# Turtle Reef Club /Jensen Beach



## DorotaG (Mar 22, 2006)

Has anybody been to this resort lately? We exchanged for the first week of July, reviews are good but a little outdated (2004)... 
Also: by mistake  I booked a flight for a wrong day (Saturday to Saturday, while we have a Sunday check in), so we will need one night accomodations in the area. There will be 4 of us (2 adults and 2 children). Any recommendations? We will be flying into West Palm Beach airport.
Thank you for your help!


----------



## JUDIE25 (Mar 23, 2006)

It depends on how close you would like to be on that Saturday night.  There is a newly renovated Marriott Courtyard about 3 buildings away from the Turtle Reef.  

Turtle Reef was closed for about a year, that is why there are no recent reviews.  But it is totally renovated now so it should be beautiful.


----------



## DorotaG (Mar 23, 2006)

Thank you Judie! Do you by any chance know if they do have a laundry facilities now?
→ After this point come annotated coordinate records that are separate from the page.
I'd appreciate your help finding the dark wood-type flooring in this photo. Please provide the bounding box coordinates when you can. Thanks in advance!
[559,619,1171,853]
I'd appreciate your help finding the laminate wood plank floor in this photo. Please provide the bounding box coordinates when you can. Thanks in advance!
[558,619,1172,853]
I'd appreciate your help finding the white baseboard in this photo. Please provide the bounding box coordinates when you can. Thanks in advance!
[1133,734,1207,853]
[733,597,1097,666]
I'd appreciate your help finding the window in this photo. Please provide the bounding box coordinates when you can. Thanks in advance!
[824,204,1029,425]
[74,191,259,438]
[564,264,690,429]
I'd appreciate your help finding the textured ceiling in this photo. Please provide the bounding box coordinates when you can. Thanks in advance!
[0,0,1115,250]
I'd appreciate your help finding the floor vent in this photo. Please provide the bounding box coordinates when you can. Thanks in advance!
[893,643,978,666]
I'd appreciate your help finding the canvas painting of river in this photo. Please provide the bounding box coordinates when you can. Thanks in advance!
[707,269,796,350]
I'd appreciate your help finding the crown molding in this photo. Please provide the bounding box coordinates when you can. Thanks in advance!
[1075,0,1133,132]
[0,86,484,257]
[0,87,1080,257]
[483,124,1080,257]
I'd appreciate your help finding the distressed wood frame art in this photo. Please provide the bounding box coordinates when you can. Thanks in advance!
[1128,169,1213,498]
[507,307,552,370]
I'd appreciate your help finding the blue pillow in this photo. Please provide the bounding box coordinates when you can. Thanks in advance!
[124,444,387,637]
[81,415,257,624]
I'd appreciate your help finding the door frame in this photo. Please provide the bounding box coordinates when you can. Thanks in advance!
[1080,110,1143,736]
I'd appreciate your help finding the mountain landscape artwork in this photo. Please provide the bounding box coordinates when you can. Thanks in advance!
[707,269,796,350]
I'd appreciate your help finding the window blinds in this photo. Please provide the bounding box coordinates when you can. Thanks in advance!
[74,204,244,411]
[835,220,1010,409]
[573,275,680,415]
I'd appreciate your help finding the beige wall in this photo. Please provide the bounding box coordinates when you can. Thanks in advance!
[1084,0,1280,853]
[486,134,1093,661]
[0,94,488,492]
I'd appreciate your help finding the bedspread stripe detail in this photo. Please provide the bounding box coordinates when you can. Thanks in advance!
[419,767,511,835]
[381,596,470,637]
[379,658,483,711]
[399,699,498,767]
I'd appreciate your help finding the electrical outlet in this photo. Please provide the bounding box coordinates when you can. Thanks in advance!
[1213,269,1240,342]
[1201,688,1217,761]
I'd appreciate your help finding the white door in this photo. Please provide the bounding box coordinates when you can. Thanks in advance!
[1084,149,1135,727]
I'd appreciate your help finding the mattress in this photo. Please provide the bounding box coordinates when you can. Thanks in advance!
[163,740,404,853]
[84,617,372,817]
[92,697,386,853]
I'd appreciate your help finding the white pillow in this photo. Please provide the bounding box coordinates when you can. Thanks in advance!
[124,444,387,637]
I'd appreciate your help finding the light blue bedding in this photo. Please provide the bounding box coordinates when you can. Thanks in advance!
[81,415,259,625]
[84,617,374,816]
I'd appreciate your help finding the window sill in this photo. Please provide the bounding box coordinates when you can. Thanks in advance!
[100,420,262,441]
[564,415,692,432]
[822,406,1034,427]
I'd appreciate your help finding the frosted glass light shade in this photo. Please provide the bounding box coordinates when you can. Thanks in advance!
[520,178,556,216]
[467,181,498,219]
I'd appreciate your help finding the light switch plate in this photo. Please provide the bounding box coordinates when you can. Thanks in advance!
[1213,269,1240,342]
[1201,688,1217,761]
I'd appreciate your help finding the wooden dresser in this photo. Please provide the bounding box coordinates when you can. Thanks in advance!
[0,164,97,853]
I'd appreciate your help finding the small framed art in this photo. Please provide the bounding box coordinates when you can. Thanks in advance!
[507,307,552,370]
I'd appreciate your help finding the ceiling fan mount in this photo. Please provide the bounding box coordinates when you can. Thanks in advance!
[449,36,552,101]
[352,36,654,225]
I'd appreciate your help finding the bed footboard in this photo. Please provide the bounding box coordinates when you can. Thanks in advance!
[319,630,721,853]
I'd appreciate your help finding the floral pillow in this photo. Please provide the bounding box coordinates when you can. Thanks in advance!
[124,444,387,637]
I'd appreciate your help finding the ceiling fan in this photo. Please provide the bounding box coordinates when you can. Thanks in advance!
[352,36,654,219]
I don't think they had it in the past... 
Re: Saturday night, it does not have to be  in immediate vicinity. We will have a car rented. so it does not have to be very close, but I don't want to drive 100 miles...


----------



## JUDIE25 (Mar 24, 2006)

I do not know about Laundry facilities.  We own next door at Vistana Beach Club.  When we were there last April, Turtle Reef was still being renovated.

There should be a lot of choices around the airport in West Palm if you have a car.


----------



## gcole (Mar 27, 2006)

Anyone have some ideas for things to do in this area? We will be staying at Ocean Village up the road next week. I have a 16 yr old son (dad too) and I am afraid they might get board at Grandmas.


----------